The Lowdown on the Minotaur

Alice Leiper has written a nice introduction to the Greek myth of the Minotaur over at Mythic Scribes:

The story of the Minotaur was never forgotten, but it wasn’t just in modern stories that it has been reused. Dante’s Inferno contains mention of the Minotaur, where Dante and Virgil encounter it guarding the entrance to the Seventh Circle of hell, the circle of violence.
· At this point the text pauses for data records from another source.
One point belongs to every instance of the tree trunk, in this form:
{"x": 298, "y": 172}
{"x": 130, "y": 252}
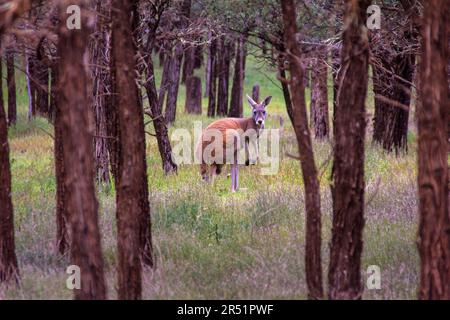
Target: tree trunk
{"x": 132, "y": 165}
{"x": 284, "y": 85}
{"x": 212, "y": 79}
{"x": 100, "y": 49}
{"x": 11, "y": 82}
{"x": 319, "y": 94}
{"x": 82, "y": 206}
{"x": 188, "y": 65}
{"x": 31, "y": 89}
{"x": 173, "y": 84}
{"x": 194, "y": 95}
{"x": 9, "y": 270}
{"x": 62, "y": 218}
{"x": 255, "y": 92}
{"x": 348, "y": 163}
{"x": 237, "y": 90}
{"x": 224, "y": 76}
{"x": 391, "y": 122}
{"x": 159, "y": 123}
{"x": 309, "y": 171}
{"x": 198, "y": 62}
{"x": 208, "y": 68}
{"x": 434, "y": 235}
{"x": 336, "y": 64}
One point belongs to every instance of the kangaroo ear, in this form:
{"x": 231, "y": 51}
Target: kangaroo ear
{"x": 267, "y": 101}
{"x": 251, "y": 101}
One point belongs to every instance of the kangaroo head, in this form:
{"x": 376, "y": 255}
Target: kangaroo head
{"x": 259, "y": 114}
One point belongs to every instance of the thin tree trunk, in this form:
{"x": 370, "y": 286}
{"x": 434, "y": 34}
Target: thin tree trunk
{"x": 309, "y": 171}
{"x": 132, "y": 166}
{"x": 30, "y": 91}
{"x": 237, "y": 90}
{"x": 62, "y": 218}
{"x": 9, "y": 270}
{"x": 159, "y": 123}
{"x": 193, "y": 95}
{"x": 224, "y": 76}
{"x": 255, "y": 92}
{"x": 11, "y": 82}
{"x": 348, "y": 161}
{"x": 188, "y": 65}
{"x": 284, "y": 85}
{"x": 173, "y": 84}
{"x": 391, "y": 122}
{"x": 100, "y": 49}
{"x": 434, "y": 235}
{"x": 82, "y": 206}
{"x": 319, "y": 94}
{"x": 212, "y": 79}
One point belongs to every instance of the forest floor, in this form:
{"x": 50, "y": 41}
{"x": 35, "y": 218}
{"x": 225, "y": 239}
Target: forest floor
{"x": 211, "y": 243}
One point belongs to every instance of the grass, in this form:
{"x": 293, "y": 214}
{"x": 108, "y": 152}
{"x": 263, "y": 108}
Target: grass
{"x": 209, "y": 242}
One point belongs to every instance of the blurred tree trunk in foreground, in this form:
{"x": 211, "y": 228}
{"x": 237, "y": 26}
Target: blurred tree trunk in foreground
{"x": 434, "y": 229}
{"x": 132, "y": 207}
{"x": 347, "y": 187}
{"x": 309, "y": 171}
{"x": 82, "y": 206}
{"x": 8, "y": 262}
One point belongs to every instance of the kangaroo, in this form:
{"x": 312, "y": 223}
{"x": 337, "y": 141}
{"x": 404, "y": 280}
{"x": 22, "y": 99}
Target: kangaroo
{"x": 223, "y": 139}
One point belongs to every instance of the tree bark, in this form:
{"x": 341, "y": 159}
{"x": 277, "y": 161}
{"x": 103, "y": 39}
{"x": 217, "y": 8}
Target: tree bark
{"x": 100, "y": 49}
{"x": 284, "y": 85}
{"x": 131, "y": 206}
{"x": 255, "y": 92}
{"x": 391, "y": 122}
{"x": 348, "y": 160}
{"x": 155, "y": 103}
{"x": 434, "y": 228}
{"x": 9, "y": 270}
{"x": 309, "y": 171}
{"x": 82, "y": 206}
{"x": 188, "y": 65}
{"x": 212, "y": 79}
{"x": 173, "y": 83}
{"x": 194, "y": 95}
{"x": 62, "y": 218}
{"x": 31, "y": 90}
{"x": 319, "y": 94}
{"x": 11, "y": 82}
{"x": 237, "y": 90}
{"x": 224, "y": 76}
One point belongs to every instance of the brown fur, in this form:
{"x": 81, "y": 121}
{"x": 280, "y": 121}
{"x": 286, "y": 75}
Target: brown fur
{"x": 210, "y": 169}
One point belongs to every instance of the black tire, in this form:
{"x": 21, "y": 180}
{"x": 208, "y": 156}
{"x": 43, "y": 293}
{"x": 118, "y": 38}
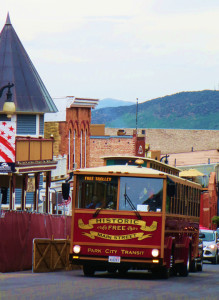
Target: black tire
{"x": 200, "y": 266}
{"x": 165, "y": 273}
{"x": 88, "y": 270}
{"x": 194, "y": 266}
{"x": 123, "y": 271}
{"x": 184, "y": 268}
{"x": 112, "y": 270}
{"x": 215, "y": 259}
{"x": 161, "y": 273}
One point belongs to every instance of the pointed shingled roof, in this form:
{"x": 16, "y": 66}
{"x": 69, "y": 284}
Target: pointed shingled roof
{"x": 29, "y": 93}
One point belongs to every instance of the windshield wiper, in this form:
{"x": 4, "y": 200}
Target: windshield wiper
{"x": 132, "y": 205}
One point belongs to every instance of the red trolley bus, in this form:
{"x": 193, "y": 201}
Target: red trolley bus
{"x": 127, "y": 217}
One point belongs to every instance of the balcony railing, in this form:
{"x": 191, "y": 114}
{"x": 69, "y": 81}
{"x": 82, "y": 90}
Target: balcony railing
{"x": 33, "y": 149}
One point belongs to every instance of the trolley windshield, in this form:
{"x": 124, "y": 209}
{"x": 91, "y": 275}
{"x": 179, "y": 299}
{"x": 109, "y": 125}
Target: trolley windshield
{"x": 122, "y": 193}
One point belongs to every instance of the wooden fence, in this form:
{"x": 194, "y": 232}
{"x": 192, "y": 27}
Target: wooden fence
{"x": 50, "y": 255}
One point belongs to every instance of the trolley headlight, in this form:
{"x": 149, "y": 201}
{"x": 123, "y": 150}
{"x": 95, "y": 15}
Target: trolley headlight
{"x": 155, "y": 252}
{"x": 76, "y": 249}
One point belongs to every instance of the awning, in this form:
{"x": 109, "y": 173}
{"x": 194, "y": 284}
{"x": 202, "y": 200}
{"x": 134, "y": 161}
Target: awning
{"x": 190, "y": 173}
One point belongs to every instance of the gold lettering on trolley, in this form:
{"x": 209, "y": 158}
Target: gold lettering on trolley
{"x": 140, "y": 223}
{"x": 139, "y": 235}
{"x": 97, "y": 178}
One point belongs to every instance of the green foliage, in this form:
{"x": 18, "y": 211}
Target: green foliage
{"x": 186, "y": 110}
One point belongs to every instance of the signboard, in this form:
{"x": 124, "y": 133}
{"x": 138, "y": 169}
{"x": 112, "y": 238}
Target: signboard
{"x": 7, "y": 145}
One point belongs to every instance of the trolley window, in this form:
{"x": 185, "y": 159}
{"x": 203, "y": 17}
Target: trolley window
{"x": 97, "y": 192}
{"x": 142, "y": 194}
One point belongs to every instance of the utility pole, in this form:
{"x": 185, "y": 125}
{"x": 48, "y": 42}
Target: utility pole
{"x": 136, "y": 116}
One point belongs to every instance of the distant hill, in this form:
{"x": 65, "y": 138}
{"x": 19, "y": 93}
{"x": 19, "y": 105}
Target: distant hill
{"x": 185, "y": 110}
{"x": 109, "y": 102}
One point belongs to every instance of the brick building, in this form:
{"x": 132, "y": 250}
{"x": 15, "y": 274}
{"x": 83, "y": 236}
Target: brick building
{"x": 118, "y": 144}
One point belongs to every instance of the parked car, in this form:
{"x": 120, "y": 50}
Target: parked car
{"x": 210, "y": 247}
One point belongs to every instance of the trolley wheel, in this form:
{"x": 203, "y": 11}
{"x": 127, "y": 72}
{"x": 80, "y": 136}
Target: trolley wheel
{"x": 88, "y": 270}
{"x": 200, "y": 266}
{"x": 112, "y": 270}
{"x": 162, "y": 273}
{"x": 122, "y": 271}
{"x": 194, "y": 266}
{"x": 215, "y": 259}
{"x": 184, "y": 268}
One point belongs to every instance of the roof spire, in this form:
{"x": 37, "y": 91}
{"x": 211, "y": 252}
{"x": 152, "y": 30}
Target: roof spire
{"x": 8, "y": 21}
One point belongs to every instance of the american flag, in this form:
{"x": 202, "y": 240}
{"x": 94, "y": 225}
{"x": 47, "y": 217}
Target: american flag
{"x": 7, "y": 141}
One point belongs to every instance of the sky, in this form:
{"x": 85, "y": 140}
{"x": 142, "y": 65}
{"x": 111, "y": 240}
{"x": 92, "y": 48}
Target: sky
{"x": 121, "y": 49}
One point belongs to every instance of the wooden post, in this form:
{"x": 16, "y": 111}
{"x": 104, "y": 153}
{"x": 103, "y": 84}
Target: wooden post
{"x": 48, "y": 182}
{"x": 36, "y": 192}
{"x": 24, "y": 192}
{"x": 12, "y": 192}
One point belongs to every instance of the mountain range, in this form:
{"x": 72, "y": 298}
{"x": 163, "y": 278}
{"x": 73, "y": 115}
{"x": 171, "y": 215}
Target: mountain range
{"x": 184, "y": 110}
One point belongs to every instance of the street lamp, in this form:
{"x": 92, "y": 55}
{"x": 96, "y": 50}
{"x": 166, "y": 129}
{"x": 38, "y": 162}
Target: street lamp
{"x": 9, "y": 106}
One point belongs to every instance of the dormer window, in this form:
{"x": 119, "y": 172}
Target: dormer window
{"x": 30, "y": 125}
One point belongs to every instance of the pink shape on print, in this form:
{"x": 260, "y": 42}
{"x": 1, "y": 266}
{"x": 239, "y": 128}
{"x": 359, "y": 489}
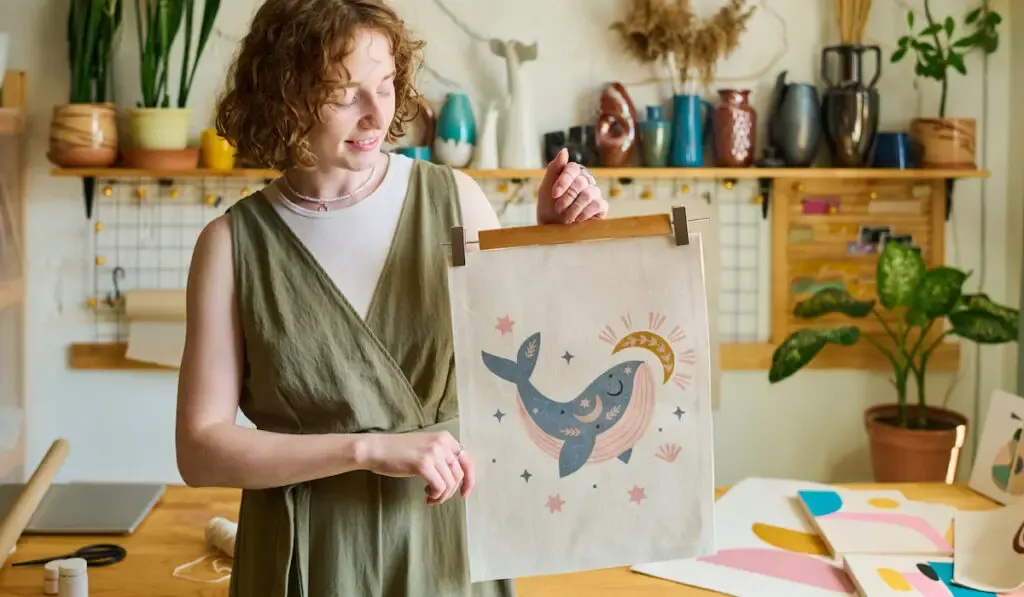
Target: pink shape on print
{"x": 784, "y": 565}
{"x": 905, "y": 520}
{"x": 555, "y": 504}
{"x": 504, "y": 325}
{"x": 637, "y": 495}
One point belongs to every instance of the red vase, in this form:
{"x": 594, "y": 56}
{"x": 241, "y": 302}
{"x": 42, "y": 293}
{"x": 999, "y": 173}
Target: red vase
{"x": 735, "y": 128}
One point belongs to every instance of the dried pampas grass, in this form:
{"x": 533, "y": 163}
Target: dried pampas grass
{"x": 668, "y": 32}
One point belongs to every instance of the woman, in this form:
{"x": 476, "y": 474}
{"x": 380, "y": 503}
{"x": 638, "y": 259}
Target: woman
{"x": 318, "y": 305}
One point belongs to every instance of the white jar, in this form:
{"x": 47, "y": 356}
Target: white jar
{"x": 74, "y": 579}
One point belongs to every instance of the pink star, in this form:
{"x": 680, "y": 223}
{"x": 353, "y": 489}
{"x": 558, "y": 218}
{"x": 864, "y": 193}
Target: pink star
{"x": 504, "y": 325}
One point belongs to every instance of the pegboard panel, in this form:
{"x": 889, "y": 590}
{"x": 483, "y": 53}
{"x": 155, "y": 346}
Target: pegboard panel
{"x": 145, "y": 230}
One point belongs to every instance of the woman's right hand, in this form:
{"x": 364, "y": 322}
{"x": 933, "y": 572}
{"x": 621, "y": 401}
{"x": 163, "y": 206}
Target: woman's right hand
{"x": 435, "y": 457}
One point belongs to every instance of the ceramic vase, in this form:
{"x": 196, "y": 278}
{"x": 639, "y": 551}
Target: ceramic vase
{"x": 734, "y": 125}
{"x": 456, "y": 132}
{"x": 83, "y": 135}
{"x": 655, "y": 138}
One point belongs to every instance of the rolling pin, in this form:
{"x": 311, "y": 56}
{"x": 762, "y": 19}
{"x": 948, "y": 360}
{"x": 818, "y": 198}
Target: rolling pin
{"x": 25, "y": 506}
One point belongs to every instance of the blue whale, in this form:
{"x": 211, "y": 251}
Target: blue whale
{"x": 579, "y": 422}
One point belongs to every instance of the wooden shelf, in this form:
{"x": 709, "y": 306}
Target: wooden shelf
{"x": 645, "y": 173}
{"x": 105, "y": 356}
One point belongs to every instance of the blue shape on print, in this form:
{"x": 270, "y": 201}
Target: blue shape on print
{"x": 821, "y": 503}
{"x": 944, "y": 570}
{"x": 578, "y": 423}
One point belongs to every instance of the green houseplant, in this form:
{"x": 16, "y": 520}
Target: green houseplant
{"x": 84, "y": 131}
{"x": 938, "y": 48}
{"x": 908, "y": 441}
{"x": 160, "y": 122}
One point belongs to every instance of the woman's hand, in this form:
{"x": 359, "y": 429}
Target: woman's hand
{"x": 437, "y": 458}
{"x": 568, "y": 194}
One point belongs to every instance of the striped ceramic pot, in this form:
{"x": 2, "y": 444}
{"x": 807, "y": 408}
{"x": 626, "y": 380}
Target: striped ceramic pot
{"x": 84, "y": 135}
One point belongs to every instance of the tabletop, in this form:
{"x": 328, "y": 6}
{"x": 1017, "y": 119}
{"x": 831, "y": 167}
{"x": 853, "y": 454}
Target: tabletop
{"x": 173, "y": 535}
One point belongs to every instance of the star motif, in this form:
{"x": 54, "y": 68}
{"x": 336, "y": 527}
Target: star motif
{"x": 637, "y": 494}
{"x": 555, "y": 504}
{"x": 505, "y": 325}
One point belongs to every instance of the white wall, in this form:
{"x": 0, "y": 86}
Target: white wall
{"x": 808, "y": 427}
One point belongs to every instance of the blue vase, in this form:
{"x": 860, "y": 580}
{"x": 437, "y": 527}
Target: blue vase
{"x": 655, "y": 138}
{"x": 690, "y": 115}
{"x": 456, "y": 132}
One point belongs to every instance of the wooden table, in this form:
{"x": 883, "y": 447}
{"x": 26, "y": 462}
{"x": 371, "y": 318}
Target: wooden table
{"x": 173, "y": 535}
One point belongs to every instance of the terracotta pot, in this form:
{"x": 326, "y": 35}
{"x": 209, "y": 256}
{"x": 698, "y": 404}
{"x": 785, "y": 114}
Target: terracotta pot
{"x": 84, "y": 135}
{"x": 914, "y": 455}
{"x": 944, "y": 142}
{"x": 734, "y": 126}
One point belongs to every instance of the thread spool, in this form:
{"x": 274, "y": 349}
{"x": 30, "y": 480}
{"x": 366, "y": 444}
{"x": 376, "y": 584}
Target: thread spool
{"x": 74, "y": 578}
{"x": 220, "y": 535}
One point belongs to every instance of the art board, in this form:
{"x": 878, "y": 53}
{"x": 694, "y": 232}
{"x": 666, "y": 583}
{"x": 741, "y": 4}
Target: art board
{"x": 891, "y": 576}
{"x": 584, "y": 396}
{"x": 878, "y": 522}
{"x": 989, "y": 551}
{"x": 998, "y": 464}
{"x": 766, "y": 546}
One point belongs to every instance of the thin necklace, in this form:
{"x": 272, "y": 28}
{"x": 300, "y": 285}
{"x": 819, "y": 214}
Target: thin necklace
{"x": 324, "y": 201}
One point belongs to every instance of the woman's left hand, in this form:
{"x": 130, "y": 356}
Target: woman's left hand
{"x": 568, "y": 194}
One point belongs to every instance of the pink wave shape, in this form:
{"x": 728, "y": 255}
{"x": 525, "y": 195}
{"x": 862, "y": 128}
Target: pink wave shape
{"x": 905, "y": 520}
{"x": 785, "y": 565}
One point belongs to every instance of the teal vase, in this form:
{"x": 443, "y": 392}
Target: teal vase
{"x": 456, "y": 132}
{"x": 655, "y": 138}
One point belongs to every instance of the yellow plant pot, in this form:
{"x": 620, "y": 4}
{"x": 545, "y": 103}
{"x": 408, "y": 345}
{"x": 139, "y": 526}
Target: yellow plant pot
{"x": 160, "y": 128}
{"x": 218, "y": 154}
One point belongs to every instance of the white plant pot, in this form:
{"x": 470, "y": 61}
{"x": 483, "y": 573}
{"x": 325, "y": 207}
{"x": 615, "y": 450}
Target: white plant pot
{"x": 159, "y": 128}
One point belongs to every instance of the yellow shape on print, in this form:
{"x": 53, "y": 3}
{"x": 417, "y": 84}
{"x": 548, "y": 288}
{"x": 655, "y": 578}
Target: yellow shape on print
{"x": 795, "y": 541}
{"x": 894, "y": 580}
{"x": 883, "y": 503}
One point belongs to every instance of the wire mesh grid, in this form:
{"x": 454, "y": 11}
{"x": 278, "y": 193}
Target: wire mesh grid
{"x": 144, "y": 231}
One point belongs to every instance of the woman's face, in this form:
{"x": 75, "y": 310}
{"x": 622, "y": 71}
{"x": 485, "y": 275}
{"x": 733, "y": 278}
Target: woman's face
{"x": 357, "y": 117}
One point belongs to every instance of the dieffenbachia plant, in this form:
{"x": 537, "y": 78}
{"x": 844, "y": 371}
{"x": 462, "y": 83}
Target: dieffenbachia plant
{"x": 916, "y": 299}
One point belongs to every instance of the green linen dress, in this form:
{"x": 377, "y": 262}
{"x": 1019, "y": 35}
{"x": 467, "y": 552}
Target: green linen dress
{"x": 312, "y": 365}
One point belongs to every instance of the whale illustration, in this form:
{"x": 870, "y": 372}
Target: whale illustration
{"x": 604, "y": 421}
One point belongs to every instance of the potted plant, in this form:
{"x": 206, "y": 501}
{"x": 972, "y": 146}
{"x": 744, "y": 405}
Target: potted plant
{"x": 160, "y": 122}
{"x": 943, "y": 141}
{"x": 84, "y": 131}
{"x": 908, "y": 441}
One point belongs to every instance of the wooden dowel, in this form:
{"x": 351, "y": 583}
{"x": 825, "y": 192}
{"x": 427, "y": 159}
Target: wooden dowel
{"x": 28, "y": 501}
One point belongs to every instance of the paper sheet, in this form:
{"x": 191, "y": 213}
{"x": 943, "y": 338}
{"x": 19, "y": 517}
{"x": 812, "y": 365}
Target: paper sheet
{"x": 584, "y": 395}
{"x": 989, "y": 549}
{"x": 156, "y": 326}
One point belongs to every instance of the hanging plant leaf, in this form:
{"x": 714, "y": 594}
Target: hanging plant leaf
{"x": 900, "y": 270}
{"x": 1009, "y": 317}
{"x": 981, "y": 327}
{"x": 802, "y": 346}
{"x": 830, "y": 300}
{"x": 938, "y": 291}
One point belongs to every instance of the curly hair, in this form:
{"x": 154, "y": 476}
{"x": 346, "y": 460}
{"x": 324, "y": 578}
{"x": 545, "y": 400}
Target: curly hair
{"x": 287, "y": 69}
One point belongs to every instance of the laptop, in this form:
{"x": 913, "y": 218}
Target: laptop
{"x": 87, "y": 508}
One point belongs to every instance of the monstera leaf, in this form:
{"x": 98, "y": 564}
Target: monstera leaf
{"x": 900, "y": 270}
{"x": 802, "y": 346}
{"x": 832, "y": 300}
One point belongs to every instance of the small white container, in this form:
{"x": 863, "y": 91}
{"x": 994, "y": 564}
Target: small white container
{"x": 51, "y": 571}
{"x": 74, "y": 579}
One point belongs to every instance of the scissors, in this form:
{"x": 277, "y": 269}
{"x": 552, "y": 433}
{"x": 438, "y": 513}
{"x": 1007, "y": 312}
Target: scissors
{"x": 101, "y": 554}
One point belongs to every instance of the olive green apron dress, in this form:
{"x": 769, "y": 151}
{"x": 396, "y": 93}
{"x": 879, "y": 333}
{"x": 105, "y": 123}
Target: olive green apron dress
{"x": 314, "y": 366}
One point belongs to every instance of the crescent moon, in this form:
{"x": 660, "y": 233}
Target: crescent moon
{"x": 594, "y": 415}
{"x": 654, "y": 344}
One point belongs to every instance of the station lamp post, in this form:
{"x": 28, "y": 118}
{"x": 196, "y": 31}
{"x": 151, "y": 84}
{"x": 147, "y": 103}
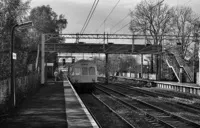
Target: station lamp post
{"x": 147, "y": 67}
{"x": 13, "y": 56}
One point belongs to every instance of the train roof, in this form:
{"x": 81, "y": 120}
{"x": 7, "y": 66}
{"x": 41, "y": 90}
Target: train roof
{"x": 84, "y": 61}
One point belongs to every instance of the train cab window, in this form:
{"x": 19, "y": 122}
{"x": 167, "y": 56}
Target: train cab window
{"x": 84, "y": 71}
{"x": 77, "y": 71}
{"x": 91, "y": 71}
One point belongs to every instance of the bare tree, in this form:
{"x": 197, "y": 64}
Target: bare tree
{"x": 151, "y": 18}
{"x": 184, "y": 21}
The Minotaur is here seen as representing all three rings of the circle: violence against others, for he ate people; violence against oneself, whereby in Dante’s version the Minotaur is seen as biting itself; and violence against nature, for what could be more unnatural than the product of a human mating with an animal?

More recently, CS Lewis used the Minotaur not as a single individual but a whole species, aligned with the White Witch and thereby retaining the evilness of their origins, albeit without the myth behind it. And from there, minotaurs became a fantasy race, used as monsters to battle in Dungeons & Dragons and various games stemming from it. In World of Warcraft the Minotaur’s appearance has inspired the Tauren race, but their temperament is quite a contrast to the angry, flesh-eating Minotaur of the Greek myth.

The Minotaur has been reimagined in other ways too. In the slightly bizarre fantasy webcomic Gunnerkrigg Court by Tom Siddell, there is a minotaur called Basil, who lives peacefully in a labyrinth hidden behind a secret door in the library of the Court. Basil gives his version of events in which Theseus is a drunk, party-crashing jerk.